The McMichaels and Bryan will spend the rest of their lives in prison, and their time in court is not done yet — the jury is currently being selected for their federal hate-crime trials.

And in a move that creates a bittersweet but powerful legacy for Arbery, Georgia officially banned “citizens’ arrests” in May 2021, roughly 15 months after Arbery died. Georgia was the first state to do so, and the effort to repeal the law was profoundly bipartisan, as was the passing of a hate-crimes statute installed in Arbery’s name. It is perhaps testament to the truly appalling nature of Arbery’s murder that Gov. Brian Kemp, a staunch Southern conservative, proudly stated this regarding the ban: “we are replacing a Civil War-era law, ripe for abuse…with our shared responsibility to root out injustice and set our state on a better path forward.”

As aforementioned, the uprisings against racial injustice in 2020 were beyond compare in terms of breadth and intensity, much of which was incited by the slaying of Arbery. But his death also had an impact on a smaller scale, leaving his quiet, coastal town of Brunswick flailing and exposed underneath the national spotlight.

The town had its share of racial animosity and division long before Arbery died. The neighborhood in which he was killed was almost exclusively white; statues of confederate soldiers stood, proud and gleaming, in Brunswick parks; elders in the community were still haunted by the bloody lynchings, attended by jeering white crowds, that once took place in the region. Change has taken place since then, torn-down statues and a Black mayor being proof of that, but it is slight and still marred by the horrific stain of Arbery’s death.

The owners of the empty house that Arbery was accused of robbing balk at moving in, horrified by the ghastly events of that February day; right across the street, a home is defiantly adorned with a “Don’t Tread On Me” flag, commonly flown by far-right extremists. The Brunswick judicial system is slowly being filled by Black officials, hopefully, to provide less corrupt, more representative service to Brunswick inhabitants; at the same time, Black folks in the region live in more severe poverty than their white neighbors by a large margin. In Brunswick, it seems that for every mind opened by Arbery’s death, for every slight uptick in terms of accountability and justice, there are people still entrenched in the historic racism of the community, disparities that seem impossible to overcome. And perhaps the most haunting consequence of the event: Arbery’s mother, Wanda Cooper-Jones, now lives with such profound grief that she can no longer bear to reside in the home that she and Arbery once shared, that he jogged away from that fateful morning.

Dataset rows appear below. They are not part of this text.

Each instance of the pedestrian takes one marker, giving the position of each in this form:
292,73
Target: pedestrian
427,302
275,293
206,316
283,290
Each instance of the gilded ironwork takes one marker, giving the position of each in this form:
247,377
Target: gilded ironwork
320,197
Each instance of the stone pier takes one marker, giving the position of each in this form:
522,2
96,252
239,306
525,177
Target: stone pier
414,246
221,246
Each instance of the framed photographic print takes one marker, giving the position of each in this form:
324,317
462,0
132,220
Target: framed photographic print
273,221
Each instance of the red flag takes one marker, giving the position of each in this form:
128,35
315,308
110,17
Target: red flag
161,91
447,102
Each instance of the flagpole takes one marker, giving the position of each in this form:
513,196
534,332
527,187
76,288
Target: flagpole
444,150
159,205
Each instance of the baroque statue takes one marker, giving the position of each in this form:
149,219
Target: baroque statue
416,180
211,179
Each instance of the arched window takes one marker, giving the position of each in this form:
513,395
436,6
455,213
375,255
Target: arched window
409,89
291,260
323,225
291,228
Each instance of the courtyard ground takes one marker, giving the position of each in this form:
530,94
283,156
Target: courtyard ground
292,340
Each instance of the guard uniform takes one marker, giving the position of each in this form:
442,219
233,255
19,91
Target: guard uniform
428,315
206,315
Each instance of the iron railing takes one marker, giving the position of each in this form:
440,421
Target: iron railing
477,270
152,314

For many in the community, it is difficult to be too grateful for the repeal of the citizens’ arrest laws or the indictment of Jackie Johnson when the trade-off was an innocent Black man dying alone in the street. As Ms. Cooper-Jones said, “I think the state of Georgia is moving in the right direction…Unfortunately, I had to lose my son to get significant change.” The political and social landscape of Brunswick might be slowly shifting towards racial equity and advancement, but Ahmaud Arbery is never coming back—nor are the many Black people who, due to both systemic and interpersonal racism, are still dying every day.